L. Barton, D. B. Gleeson, L. D. Maccarone, L. P. Zuniga, D. V. Murphy

Soil Biology and Biochemistry



Nitrous oxide (N2O) emissions in semi-arid regions are often greater following summer rainfall events when the soil is fallow, than in response to N fertiliser applications during crop growth. Nitrogen fertiliser management strategies are therefore likely to be ineffective at mitigating N2O emissions from these cropped agricultural soils. Here we examined the influence of raising soil pH on N2O emissions, nitrification rates, and both nitrifier and denitrifier populations following simulated summer rainfall events. The soil pH was raised by applying lime to a field site 12 months before conducting the laboratory experiment, resulting in soil of contrasting pH (4.21 or 6.34).
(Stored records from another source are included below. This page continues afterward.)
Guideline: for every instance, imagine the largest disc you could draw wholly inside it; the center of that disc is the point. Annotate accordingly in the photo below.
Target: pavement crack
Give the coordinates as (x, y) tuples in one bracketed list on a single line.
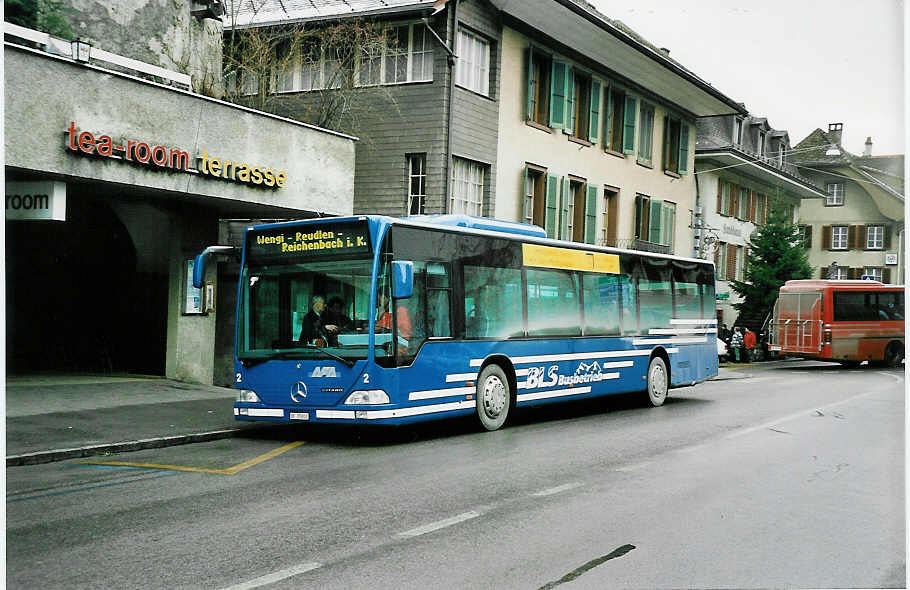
[(618, 552)]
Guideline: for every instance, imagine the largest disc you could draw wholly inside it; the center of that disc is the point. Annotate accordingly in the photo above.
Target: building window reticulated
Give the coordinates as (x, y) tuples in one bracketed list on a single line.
[(417, 184), (835, 193), (467, 187), (473, 68)]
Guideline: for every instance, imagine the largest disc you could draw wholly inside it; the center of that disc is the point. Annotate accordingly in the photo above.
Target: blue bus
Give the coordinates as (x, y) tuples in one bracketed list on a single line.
[(438, 316)]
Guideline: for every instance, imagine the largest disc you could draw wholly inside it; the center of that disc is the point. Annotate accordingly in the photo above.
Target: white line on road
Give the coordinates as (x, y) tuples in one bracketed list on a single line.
[(275, 577), (796, 415), (558, 489), (439, 524)]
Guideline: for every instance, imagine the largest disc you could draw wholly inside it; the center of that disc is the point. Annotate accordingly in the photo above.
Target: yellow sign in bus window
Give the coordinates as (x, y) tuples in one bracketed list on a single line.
[(568, 259)]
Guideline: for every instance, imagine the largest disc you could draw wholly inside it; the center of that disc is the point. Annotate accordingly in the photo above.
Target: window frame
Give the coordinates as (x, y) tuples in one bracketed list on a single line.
[(469, 75)]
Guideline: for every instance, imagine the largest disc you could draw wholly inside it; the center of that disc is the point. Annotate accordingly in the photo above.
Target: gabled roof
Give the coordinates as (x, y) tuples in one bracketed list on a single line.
[(249, 13)]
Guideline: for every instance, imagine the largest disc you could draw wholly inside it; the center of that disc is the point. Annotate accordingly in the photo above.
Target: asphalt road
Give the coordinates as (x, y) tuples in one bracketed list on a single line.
[(792, 477)]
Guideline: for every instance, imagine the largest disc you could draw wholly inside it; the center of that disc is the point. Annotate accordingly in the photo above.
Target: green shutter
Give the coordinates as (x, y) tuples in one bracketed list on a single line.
[(594, 115), (608, 116), (683, 147), (591, 215), (654, 220), (529, 106), (558, 79), (628, 132), (552, 198)]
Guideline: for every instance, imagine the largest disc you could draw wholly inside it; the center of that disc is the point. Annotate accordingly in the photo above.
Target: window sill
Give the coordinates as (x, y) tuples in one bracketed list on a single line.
[(580, 141), (539, 126)]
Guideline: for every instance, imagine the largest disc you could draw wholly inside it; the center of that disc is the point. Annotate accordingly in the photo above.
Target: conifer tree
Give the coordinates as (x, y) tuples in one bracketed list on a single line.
[(777, 254)]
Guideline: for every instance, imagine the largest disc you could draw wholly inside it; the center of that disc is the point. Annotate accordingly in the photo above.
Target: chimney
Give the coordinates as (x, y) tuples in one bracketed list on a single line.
[(834, 131)]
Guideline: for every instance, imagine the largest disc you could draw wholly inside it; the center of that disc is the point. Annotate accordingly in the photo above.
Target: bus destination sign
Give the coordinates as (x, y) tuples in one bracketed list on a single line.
[(309, 240)]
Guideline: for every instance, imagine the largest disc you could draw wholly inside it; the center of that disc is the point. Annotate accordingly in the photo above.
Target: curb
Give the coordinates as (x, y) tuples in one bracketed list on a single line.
[(121, 447)]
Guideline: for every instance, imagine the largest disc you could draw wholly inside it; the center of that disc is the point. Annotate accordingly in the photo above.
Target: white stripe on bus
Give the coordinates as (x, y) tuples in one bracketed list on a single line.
[(434, 393), (461, 377), (675, 331), (546, 358), (557, 392), (648, 342)]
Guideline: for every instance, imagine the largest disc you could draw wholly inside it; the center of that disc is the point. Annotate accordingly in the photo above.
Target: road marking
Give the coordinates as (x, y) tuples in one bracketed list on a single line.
[(556, 490), (276, 576), (229, 471), (795, 415), (439, 524)]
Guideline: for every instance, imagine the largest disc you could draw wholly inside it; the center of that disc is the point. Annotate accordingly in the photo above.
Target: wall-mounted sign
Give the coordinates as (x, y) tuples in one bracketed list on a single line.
[(171, 158), (34, 200)]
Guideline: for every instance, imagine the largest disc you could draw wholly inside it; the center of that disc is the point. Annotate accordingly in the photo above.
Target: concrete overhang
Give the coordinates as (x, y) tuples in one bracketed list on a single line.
[(761, 171), (592, 35)]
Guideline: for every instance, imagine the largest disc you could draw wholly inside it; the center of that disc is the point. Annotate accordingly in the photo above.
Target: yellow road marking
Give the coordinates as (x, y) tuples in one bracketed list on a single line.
[(229, 471)]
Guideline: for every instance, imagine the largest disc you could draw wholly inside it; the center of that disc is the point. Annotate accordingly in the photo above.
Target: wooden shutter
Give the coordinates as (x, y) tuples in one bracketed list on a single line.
[(558, 85), (591, 215), (564, 210), (654, 221), (826, 237), (683, 163), (529, 104), (594, 113), (551, 206), (720, 195), (628, 127), (731, 262)]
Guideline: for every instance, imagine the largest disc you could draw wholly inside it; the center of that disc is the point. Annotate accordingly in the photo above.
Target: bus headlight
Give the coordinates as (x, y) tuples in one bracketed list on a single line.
[(369, 397), (247, 395)]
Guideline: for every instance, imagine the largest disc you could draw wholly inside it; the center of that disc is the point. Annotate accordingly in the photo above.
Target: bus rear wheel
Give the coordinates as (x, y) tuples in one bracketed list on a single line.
[(894, 354), (494, 397), (658, 382)]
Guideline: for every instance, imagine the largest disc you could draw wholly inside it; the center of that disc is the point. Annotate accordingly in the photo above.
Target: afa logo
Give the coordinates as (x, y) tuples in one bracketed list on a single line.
[(324, 372)]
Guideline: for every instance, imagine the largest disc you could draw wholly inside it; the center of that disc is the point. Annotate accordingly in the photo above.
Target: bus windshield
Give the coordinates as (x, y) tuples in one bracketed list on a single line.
[(305, 310)]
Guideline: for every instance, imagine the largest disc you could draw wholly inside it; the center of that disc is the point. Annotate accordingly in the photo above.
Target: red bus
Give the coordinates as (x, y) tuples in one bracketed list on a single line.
[(842, 321)]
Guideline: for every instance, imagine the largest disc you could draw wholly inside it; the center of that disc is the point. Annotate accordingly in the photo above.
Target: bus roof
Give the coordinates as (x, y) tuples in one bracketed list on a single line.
[(484, 226), (817, 284)]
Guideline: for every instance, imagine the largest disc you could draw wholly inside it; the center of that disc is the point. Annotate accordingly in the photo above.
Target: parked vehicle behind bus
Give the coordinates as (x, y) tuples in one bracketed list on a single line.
[(482, 316), (843, 321)]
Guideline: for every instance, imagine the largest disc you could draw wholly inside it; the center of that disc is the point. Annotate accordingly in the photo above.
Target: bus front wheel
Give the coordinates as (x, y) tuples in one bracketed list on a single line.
[(494, 398), (894, 354), (658, 382)]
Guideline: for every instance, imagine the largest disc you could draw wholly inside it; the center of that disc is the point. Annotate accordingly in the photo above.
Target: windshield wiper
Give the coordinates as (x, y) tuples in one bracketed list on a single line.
[(347, 362)]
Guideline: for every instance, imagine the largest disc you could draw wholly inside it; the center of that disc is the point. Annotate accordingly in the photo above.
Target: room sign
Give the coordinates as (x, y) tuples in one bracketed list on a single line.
[(143, 153)]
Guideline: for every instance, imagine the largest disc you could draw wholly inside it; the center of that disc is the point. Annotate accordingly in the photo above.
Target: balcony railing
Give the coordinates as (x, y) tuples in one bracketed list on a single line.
[(636, 244)]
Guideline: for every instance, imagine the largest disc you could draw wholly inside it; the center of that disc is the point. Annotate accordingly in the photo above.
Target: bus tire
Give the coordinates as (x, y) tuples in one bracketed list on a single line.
[(494, 397), (658, 382), (894, 354)]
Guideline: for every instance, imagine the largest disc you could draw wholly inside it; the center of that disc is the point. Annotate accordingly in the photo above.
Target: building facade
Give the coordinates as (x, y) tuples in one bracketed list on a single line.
[(113, 183), (543, 111), (743, 167), (858, 229)]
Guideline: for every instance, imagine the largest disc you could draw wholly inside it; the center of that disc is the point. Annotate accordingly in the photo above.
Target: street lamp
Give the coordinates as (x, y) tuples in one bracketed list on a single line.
[(82, 50)]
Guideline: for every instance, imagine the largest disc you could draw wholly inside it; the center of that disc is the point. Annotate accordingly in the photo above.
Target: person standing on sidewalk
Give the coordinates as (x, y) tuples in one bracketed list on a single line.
[(749, 344), (736, 344)]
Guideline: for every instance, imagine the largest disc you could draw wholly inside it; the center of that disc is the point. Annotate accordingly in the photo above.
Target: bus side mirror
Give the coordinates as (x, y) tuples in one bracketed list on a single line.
[(402, 279), (201, 260)]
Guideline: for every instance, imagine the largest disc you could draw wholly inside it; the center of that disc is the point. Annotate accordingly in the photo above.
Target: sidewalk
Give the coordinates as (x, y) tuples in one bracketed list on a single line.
[(52, 418)]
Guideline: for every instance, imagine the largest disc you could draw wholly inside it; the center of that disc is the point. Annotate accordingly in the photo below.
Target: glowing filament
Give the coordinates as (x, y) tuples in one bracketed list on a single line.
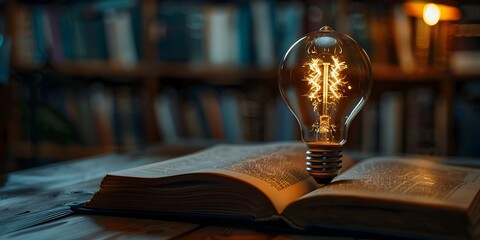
[(325, 82)]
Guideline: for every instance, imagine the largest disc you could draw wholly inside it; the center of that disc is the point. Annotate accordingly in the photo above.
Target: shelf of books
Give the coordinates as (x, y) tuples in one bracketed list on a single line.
[(132, 73)]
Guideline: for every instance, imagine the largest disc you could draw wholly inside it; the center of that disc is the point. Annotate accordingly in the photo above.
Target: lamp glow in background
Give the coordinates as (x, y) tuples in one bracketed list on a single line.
[(431, 14), (325, 79)]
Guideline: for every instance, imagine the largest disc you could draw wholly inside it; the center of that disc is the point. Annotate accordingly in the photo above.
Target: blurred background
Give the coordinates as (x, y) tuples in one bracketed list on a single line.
[(87, 77)]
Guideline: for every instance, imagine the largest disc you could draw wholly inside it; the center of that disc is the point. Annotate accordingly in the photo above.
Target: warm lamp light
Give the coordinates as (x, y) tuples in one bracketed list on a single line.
[(325, 79), (431, 14), (421, 9)]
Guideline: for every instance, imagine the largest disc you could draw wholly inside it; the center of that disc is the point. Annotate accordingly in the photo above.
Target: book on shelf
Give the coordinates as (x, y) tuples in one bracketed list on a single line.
[(267, 185)]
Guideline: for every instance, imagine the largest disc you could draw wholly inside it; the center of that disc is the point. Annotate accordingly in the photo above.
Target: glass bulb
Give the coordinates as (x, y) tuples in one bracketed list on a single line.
[(325, 79)]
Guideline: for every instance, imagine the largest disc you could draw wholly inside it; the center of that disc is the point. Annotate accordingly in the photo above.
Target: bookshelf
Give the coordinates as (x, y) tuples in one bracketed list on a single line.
[(174, 65)]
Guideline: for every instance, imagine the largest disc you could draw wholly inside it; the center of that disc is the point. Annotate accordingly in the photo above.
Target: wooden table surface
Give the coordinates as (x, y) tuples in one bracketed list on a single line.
[(35, 204)]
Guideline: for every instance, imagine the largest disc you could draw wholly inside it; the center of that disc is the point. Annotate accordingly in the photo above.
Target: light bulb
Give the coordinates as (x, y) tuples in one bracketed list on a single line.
[(325, 79)]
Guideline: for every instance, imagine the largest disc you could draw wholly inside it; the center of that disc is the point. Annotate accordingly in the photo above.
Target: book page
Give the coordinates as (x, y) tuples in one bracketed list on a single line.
[(276, 169), (411, 180)]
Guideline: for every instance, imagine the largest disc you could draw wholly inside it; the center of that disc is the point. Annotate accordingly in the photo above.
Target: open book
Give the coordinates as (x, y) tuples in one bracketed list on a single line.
[(268, 182)]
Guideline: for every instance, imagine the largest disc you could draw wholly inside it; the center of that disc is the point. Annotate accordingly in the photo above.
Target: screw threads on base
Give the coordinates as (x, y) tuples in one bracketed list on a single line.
[(324, 162)]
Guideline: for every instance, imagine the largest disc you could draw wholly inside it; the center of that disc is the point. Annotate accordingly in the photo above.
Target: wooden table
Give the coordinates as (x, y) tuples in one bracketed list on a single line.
[(35, 204)]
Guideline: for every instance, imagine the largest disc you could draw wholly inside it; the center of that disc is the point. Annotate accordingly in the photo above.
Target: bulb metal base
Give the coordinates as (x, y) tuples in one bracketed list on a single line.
[(324, 162)]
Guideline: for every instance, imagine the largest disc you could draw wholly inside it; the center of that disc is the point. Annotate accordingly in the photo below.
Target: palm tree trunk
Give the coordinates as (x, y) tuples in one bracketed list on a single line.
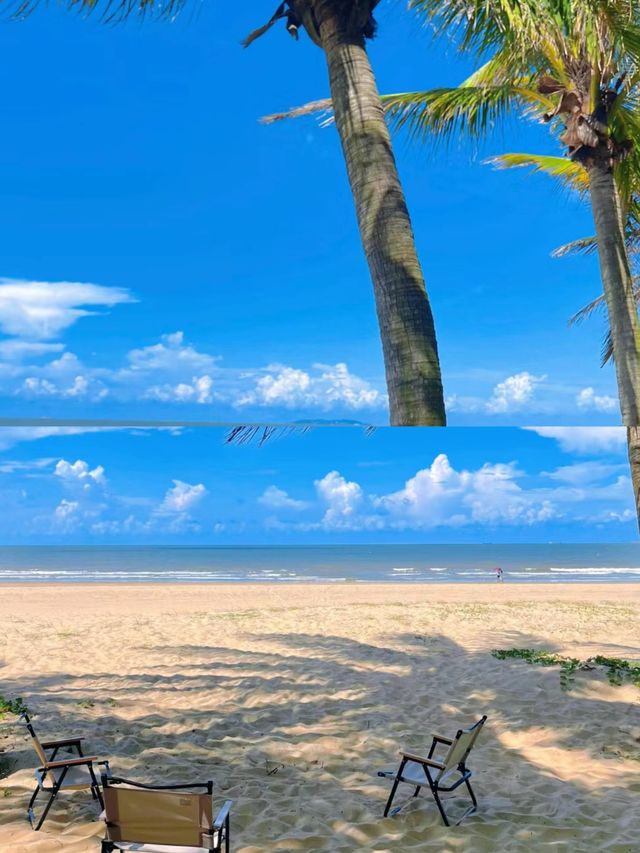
[(633, 443), (618, 287), (404, 314)]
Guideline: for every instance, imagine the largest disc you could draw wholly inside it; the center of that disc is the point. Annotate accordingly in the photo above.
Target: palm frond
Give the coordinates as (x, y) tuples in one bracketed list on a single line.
[(110, 11), (584, 246), (588, 311), (570, 174), (323, 106), (445, 113)]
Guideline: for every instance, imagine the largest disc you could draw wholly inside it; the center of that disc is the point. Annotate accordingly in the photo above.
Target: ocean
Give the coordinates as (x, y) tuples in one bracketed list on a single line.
[(551, 563)]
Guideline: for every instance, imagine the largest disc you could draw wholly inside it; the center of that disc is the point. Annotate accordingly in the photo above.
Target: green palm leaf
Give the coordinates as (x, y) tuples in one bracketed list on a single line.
[(570, 174)]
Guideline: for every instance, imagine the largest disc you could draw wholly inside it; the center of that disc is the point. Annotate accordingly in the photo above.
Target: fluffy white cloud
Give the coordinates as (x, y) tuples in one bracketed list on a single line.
[(342, 499), (80, 387), (181, 497), (79, 472), (441, 495), (199, 390), (41, 310), (172, 355), (588, 399), (513, 392), (276, 498), (330, 385), (18, 350), (585, 440), (583, 473), (494, 495)]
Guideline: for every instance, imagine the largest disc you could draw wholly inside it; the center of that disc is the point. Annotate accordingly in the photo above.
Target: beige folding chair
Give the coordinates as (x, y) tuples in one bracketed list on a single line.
[(445, 775), (75, 772), (163, 818)]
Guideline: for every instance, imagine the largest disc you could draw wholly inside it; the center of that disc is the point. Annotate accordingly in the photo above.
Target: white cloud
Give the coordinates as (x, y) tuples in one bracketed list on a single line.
[(199, 390), (493, 495), (588, 399), (276, 498), (41, 310), (171, 356), (79, 387), (341, 497), (79, 472), (585, 440), (583, 473), (11, 466), (291, 387), (441, 495), (513, 392), (17, 350), (181, 497)]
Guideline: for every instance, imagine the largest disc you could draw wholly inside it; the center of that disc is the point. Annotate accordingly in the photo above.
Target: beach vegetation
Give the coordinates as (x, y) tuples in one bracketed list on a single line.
[(12, 706), (618, 670)]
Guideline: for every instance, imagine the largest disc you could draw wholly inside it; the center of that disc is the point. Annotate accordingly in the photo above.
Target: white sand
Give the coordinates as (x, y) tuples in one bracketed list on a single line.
[(291, 697)]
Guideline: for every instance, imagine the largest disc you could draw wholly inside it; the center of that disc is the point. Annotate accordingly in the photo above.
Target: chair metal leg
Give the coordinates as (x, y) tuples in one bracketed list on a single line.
[(394, 788), (434, 791), (32, 801), (95, 787), (45, 811), (472, 795)]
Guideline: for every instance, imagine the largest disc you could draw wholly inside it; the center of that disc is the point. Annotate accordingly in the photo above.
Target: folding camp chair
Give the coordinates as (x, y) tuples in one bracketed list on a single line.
[(445, 775), (163, 818), (71, 773)]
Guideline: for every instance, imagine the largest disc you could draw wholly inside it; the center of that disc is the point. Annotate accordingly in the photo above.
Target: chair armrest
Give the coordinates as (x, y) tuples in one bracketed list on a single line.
[(71, 741), (422, 760), (71, 762), (222, 815)]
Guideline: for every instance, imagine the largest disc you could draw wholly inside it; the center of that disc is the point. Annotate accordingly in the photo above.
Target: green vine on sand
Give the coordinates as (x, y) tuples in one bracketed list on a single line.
[(12, 706), (618, 670)]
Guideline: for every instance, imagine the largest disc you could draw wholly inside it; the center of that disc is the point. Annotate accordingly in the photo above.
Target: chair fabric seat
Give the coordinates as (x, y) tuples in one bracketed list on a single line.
[(137, 847), (76, 778), (414, 772)]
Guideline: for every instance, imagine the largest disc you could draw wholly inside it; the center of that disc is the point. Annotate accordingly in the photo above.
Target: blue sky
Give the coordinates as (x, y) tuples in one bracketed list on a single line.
[(212, 266), (328, 485)]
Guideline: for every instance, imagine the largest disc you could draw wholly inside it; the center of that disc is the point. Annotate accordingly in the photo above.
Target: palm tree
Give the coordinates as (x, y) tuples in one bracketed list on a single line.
[(340, 28), (571, 175), (576, 65)]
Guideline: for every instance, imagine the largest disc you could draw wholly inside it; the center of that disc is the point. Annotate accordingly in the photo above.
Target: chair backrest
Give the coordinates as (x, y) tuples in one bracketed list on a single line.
[(35, 742), (461, 747), (154, 816)]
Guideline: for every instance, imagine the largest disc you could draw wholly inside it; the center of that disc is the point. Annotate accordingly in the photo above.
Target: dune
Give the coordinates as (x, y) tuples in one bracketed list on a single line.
[(291, 697)]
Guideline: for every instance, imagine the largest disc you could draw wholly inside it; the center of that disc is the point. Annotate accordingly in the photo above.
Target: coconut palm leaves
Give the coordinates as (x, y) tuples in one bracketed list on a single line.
[(340, 28)]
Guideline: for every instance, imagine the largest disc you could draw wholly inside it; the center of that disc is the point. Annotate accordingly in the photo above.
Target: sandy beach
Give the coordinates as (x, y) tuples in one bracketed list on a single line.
[(291, 698)]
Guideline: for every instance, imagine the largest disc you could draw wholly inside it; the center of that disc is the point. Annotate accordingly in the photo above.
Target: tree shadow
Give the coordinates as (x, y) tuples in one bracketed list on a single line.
[(294, 728)]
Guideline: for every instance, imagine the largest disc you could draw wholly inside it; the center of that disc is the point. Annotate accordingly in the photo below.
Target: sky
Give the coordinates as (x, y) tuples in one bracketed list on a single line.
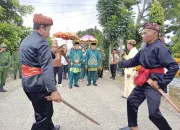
[(67, 15)]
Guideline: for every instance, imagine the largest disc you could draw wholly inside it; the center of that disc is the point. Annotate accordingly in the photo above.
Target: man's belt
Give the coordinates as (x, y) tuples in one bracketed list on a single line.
[(143, 75), (28, 71), (5, 64)]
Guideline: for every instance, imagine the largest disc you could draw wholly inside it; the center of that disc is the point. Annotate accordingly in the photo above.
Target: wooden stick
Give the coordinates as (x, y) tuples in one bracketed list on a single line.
[(169, 99)]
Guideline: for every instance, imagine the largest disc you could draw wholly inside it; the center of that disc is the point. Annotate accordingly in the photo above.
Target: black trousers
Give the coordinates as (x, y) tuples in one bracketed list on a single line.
[(58, 70), (113, 70), (43, 110), (65, 71), (138, 95)]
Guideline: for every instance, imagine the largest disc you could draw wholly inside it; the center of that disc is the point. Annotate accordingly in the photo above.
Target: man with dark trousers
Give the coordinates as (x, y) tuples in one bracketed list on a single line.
[(37, 73), (113, 63), (153, 58)]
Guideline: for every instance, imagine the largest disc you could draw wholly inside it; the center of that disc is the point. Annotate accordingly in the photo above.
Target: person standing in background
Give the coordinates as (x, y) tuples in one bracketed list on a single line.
[(76, 58), (92, 63), (57, 65), (37, 73), (83, 64), (129, 72), (16, 63), (5, 64), (113, 63)]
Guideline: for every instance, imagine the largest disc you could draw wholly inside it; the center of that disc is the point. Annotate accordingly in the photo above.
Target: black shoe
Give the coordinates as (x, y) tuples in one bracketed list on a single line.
[(76, 85), (3, 90), (124, 97), (56, 127), (125, 128)]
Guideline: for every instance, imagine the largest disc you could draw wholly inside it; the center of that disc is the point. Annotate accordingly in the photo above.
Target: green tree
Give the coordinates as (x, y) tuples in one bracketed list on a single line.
[(12, 11)]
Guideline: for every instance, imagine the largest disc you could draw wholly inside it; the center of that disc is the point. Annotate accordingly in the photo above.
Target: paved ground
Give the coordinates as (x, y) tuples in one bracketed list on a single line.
[(103, 103)]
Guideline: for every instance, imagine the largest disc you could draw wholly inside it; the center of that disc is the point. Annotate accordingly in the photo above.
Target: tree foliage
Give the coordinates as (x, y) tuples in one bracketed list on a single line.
[(12, 30), (94, 32)]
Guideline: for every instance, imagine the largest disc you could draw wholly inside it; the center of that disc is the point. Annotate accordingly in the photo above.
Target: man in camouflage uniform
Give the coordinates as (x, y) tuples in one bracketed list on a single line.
[(16, 62), (4, 66)]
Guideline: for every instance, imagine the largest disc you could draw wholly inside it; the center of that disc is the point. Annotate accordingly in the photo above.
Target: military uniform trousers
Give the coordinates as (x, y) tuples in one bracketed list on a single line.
[(3, 75), (17, 67), (138, 95), (43, 110)]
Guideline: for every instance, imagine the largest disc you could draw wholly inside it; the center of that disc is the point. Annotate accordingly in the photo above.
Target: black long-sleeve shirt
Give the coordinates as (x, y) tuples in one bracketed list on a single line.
[(155, 55), (35, 52)]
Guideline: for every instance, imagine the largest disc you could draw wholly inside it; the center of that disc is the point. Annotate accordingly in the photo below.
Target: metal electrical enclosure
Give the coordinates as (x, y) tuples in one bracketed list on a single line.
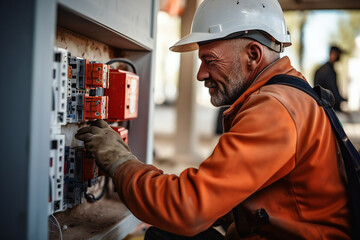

Nitrous oxide emissions ranged from 0 when the soil was dry to 0.065 μg N2O–N g dry soil−1 h−1 following soil wetting; which was attributed to both denitrification and nitrification. Increasing soil pH only decreased N2O emissions when losses were associated with nitrification, and increased amoA gene copy numbers. We propose increasing soil pH as a strategy for decreasing soil N2O emissions from acidic soils following summer rainfall in semi-arid regions when emissions result from nitrification.